There are some clinical implications for this data and they include the following. Number one, pathologists need to be aware that we, in medical oncology, are starting to pay attention to the number of lymphocytes in the tumour as potential markers of patient outcome. We have been involved in the development of international guidelines to quantify TILs so this material is now available to all physicians to read. Third, it’s a little bit too early to say that patients with high numbers of TILs should not receive trastuzumab but we need to do additional studies in other tumour specimens to validate the findings that we reported in N9831.

Do you think the TILs could find themselves implicated in other aspects of cancer therapy in the future soon?
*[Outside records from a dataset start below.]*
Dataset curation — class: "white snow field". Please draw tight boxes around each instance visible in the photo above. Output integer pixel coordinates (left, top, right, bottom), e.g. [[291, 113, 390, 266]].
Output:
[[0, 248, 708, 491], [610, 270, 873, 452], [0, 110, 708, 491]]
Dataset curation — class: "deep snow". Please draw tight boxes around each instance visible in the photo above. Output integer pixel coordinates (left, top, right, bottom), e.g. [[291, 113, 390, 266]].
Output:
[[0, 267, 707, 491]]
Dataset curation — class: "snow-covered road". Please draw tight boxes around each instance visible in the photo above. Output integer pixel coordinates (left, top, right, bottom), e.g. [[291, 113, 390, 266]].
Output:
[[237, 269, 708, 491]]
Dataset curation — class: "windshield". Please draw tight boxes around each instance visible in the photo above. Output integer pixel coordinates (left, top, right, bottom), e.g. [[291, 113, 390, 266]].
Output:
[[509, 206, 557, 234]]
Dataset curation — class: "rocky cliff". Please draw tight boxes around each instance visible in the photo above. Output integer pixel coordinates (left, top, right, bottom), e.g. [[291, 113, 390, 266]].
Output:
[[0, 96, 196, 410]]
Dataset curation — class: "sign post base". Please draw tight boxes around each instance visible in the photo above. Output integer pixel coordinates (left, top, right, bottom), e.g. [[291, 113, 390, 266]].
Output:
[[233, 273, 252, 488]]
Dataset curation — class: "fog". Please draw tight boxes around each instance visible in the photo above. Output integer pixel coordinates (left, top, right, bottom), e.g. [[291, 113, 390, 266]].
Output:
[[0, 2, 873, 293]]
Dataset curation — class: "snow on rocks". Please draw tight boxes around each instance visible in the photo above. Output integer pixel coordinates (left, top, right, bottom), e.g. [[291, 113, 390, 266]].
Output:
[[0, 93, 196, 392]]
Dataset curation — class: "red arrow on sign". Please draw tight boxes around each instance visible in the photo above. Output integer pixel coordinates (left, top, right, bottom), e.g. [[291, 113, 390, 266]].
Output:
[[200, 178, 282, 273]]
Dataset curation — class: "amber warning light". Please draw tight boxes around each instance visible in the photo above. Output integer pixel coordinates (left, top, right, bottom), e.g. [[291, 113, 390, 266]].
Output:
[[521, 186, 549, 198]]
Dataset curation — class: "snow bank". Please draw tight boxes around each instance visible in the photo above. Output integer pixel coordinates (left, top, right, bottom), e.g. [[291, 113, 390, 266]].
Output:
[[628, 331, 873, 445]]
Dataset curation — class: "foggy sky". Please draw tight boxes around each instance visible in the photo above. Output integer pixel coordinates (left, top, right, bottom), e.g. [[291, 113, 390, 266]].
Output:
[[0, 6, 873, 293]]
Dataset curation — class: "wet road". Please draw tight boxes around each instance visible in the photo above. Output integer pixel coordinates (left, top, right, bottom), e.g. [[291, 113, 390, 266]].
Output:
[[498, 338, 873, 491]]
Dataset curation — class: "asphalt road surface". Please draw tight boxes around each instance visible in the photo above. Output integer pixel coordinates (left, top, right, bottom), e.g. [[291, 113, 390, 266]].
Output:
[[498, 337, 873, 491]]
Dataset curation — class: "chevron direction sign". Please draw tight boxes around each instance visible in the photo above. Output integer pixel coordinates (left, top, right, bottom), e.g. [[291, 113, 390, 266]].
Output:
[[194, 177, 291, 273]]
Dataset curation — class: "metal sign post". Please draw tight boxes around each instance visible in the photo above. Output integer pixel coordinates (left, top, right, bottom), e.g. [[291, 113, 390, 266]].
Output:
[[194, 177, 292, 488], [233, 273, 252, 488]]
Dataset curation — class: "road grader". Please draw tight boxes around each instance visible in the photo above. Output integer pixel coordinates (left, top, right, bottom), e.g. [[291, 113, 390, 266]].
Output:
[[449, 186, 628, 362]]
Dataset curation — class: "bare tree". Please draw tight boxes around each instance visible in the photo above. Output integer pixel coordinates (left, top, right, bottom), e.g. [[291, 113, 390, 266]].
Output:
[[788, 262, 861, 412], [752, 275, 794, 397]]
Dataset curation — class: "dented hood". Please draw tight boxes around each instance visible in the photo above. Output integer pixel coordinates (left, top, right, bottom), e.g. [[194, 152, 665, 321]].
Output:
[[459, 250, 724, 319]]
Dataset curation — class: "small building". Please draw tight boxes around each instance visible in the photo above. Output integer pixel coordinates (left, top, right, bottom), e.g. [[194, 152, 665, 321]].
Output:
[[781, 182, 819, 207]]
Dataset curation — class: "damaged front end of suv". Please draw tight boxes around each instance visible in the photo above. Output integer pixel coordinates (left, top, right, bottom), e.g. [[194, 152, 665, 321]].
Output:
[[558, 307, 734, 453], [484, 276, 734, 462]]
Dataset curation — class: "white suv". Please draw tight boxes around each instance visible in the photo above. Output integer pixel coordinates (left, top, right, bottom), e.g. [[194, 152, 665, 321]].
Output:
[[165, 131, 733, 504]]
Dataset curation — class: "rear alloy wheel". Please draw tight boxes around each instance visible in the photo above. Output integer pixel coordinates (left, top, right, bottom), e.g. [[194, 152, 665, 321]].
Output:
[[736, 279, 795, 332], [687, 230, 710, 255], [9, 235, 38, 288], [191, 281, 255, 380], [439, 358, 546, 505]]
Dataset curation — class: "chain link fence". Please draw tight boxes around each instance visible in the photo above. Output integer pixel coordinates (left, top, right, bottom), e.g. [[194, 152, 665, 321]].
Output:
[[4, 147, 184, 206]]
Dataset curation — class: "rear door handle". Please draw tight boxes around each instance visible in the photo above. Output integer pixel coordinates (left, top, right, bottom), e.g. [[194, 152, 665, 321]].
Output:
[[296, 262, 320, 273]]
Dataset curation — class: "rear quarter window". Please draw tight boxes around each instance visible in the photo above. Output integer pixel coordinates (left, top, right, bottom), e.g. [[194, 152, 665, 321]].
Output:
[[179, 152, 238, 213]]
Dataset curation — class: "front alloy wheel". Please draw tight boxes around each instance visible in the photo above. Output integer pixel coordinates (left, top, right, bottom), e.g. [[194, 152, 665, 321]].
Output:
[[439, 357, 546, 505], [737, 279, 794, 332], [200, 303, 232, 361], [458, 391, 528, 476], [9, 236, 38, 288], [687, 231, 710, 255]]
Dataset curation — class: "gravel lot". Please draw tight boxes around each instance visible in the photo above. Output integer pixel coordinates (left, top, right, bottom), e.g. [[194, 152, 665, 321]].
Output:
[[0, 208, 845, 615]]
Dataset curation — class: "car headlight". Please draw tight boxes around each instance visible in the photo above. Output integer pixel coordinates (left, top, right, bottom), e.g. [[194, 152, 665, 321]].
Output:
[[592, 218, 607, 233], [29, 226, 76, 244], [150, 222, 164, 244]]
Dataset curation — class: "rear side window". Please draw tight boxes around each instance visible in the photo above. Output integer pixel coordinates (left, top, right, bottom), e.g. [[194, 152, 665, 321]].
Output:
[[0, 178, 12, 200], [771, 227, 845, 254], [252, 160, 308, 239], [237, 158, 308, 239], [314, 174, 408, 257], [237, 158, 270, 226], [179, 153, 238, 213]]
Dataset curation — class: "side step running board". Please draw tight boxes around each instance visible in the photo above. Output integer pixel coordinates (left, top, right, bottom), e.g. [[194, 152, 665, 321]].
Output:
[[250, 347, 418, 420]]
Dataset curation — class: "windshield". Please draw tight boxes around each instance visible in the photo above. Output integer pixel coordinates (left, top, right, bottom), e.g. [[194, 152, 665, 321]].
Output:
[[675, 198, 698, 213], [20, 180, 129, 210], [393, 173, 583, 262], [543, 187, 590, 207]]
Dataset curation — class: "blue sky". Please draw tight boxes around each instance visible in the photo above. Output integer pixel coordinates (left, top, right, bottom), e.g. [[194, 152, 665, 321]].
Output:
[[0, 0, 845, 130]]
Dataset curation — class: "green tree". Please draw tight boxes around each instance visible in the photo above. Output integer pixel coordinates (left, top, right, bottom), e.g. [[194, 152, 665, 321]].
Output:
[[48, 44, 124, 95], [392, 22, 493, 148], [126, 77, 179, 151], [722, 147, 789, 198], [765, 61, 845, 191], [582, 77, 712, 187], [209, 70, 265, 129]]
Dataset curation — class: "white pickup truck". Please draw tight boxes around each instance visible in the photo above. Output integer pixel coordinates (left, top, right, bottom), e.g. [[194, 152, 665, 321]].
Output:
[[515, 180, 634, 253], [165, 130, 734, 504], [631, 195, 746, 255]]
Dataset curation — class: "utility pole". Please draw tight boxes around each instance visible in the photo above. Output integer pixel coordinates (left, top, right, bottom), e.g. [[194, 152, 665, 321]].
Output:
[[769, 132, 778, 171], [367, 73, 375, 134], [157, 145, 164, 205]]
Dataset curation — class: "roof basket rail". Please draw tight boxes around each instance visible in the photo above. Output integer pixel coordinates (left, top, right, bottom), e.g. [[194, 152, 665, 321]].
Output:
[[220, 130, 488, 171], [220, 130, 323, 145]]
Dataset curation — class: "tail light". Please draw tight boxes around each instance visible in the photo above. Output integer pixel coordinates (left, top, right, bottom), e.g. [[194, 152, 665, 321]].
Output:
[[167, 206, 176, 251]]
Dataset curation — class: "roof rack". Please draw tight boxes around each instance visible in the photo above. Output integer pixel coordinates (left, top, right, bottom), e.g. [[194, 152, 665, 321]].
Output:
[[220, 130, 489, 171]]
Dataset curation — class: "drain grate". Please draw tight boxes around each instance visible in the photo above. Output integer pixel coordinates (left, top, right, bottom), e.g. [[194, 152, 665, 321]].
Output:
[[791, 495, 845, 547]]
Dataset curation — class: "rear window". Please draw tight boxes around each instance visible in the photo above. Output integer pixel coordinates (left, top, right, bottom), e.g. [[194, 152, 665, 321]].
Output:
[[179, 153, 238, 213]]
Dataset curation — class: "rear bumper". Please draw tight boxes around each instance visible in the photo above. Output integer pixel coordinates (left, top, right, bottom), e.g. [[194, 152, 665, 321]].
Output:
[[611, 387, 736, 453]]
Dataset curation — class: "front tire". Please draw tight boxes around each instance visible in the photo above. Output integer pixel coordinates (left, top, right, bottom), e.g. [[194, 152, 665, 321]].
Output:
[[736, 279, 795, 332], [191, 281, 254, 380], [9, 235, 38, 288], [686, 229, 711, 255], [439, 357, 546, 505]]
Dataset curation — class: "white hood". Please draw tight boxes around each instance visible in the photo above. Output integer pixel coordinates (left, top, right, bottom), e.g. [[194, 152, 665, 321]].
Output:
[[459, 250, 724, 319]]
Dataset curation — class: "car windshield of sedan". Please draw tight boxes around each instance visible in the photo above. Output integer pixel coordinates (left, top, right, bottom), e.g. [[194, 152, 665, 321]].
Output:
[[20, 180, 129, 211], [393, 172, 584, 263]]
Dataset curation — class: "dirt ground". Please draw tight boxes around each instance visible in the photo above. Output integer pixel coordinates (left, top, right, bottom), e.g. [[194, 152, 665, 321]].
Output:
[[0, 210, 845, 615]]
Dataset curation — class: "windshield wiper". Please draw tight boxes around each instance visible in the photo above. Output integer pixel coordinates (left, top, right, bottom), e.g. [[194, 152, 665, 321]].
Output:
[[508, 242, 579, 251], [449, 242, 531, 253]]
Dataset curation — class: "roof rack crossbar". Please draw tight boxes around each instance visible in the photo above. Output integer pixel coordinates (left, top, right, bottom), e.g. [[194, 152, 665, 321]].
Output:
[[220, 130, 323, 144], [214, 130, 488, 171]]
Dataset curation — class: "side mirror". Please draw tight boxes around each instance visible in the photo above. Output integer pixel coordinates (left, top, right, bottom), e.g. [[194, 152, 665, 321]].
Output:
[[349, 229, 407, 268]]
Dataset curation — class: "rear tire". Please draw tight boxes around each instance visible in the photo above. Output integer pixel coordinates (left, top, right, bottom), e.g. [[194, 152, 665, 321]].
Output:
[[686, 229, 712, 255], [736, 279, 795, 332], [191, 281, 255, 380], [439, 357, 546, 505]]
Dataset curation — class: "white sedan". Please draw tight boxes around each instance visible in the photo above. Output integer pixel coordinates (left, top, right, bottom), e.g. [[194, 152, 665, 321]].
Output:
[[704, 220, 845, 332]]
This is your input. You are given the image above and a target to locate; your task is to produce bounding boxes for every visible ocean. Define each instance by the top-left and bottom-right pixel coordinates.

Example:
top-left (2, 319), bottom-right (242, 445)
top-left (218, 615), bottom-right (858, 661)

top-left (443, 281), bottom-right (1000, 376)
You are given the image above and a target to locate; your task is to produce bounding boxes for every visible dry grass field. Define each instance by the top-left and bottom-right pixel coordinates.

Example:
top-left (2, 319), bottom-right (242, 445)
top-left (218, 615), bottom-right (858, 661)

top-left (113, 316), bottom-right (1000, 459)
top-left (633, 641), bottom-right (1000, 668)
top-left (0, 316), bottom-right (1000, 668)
Yes, I think TILs theoretically could be utilised if we can determine what types of TILs they are. Are they TILs that are trying to enhance tumour growth? Are they TILs that are trying to kill tumour growth? And if that’s the case then we can attempt to do something to modulate the amount of TILs in the tumour area then potentially change the sensitivity to different treatments.

I can’t resist asking you which things, because there are quite a few immune manipulations around at the moment, aren’t there?

That is absolutely right. So there are many potential types of cells that may be there and there are also several ways to modulate the immune system. So our group is very interested in those two areas and we already have studies planned to address those two issues.

So from this particular study that you’ve just reported, what would you boil down out of this as a few words to say to doctors to remember?

High levels of tumour infiltrating lymphocytes are associated with high benefit of systemic chemotherapy in patients with early stage HER2 positive breast cancer. Patients who have high levels of tumour infiltrating lymphocytes at this time have an unclear benefit from the addition of trastuzumab.